Des héros pourtant bien visibles, marginalisés dans leurs droits à un mieux-être et oubliés dans les rues comme de vulgaires chauffards.  Loin d’être des saints ces derniers, avec tout le désordre qu’ils provoquent souvent dans les rues, et les déploiements solidaires et violents qui en suivent même s’ils sont le principal fautif qui réclame réparation et dédommagement, cela ne nous empêche pas de plaider et de porter leur cause, en reconnaissance de leur contribution en particulier dans le transport public, un maillon important dans l’économie nationale, en termes d’apport indirect dans l’éducation de notre jeunesse, ou la relève du pays.   

Dans une grande majorité des familles haïtiennes, il existe au moins un de ces rudes travailleurs qui jour et nuit, sous le chaud soleil comme pendant les temps de pluie, lors des violences des rues comme dans les bouchons qui rappellent la vitalité économique dans la vie de nos communes. Qui a dit que de nombreux enfants du personnel domestique, les chauffeurs, les agents de sécurité et certains des collaborateurs des dirigeants haïtiens utilisent au quotidien des Taxis-Motos pour se rendre à l’école, à l’université, au marché, à l’hôpital, au travail... ?   

Dans une forme de mission presque « sociale » imposée par les conditions de vie du pays, et face aux besoins réels et urgents de la population, les chauffeurs de Taxis-Moto, représentent des acteurs à valoriser dans les politiques publiques d’éducation et de transport en Haïti.
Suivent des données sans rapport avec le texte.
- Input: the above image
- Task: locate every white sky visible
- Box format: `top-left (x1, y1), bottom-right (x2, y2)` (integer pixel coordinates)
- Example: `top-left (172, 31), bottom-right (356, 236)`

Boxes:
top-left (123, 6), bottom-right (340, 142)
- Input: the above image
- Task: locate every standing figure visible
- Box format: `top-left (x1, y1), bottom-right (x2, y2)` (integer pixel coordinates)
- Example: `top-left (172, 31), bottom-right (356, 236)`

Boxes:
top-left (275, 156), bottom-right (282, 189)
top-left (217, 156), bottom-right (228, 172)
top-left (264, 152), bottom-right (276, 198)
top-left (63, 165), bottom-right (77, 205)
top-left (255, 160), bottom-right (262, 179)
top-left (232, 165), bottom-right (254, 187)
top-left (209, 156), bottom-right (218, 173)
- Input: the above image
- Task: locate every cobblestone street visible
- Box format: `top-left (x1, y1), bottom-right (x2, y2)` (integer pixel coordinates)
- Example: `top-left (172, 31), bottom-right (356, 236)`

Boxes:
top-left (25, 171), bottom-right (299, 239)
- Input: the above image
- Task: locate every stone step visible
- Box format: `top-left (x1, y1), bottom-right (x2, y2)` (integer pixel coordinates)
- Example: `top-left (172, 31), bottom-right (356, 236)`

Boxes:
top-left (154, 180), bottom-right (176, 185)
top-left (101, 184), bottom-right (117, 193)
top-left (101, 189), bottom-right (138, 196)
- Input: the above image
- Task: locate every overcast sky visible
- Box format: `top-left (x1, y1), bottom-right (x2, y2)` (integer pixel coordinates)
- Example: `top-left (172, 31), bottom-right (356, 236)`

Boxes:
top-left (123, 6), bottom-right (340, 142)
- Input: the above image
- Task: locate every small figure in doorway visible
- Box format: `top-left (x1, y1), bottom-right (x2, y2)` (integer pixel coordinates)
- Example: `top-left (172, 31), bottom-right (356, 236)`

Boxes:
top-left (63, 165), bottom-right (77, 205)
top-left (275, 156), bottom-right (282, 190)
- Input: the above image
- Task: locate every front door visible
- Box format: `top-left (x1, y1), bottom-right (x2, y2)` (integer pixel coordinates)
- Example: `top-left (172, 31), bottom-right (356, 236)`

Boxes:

Il y a lieu de reconnaître leur rôle dans les politiques éducatives. Et pourquoi pas, l’Etat, les collectivites territoriales, et d’autres acteurs socioeconomiques devraient penser aux opportunites et aux possibilités d’intégrer les Taxis-Moto dans des projets de transport scolaire communautaire. Il faudrait penser à former et à encadrer ces héros invisibles, pour mieux sécuriser ce secteur pour en faire un partenaire durable de l’éducation.   

Dans un pays où l'État peine à garantir des moyens de transport scolaire fiables, les Taxis-Moto apparaissent comme des alliés de l’éducation, souvent ignorés mais essentiels. Ces chauffeurs aux multiples talents et visions, parcours et passions, reconvertis dans cette nouvelle profession participent, chaque jour, à écrire l’avenir de milliers d’enfants, moteur rugissant à l’appui. Il est temps de les reconnaître comme des acteurs de changement et de penser à des politiques de soutien adaptées. Au travers du miroir social de la conscience que je tente de vous présenter, il est possible d’entrevoir entre un casque, un deux-roues et une volonté inébranlable de servir, le portrait ambulant des centaines et des milliers des nouveaux héros…de l’éducation.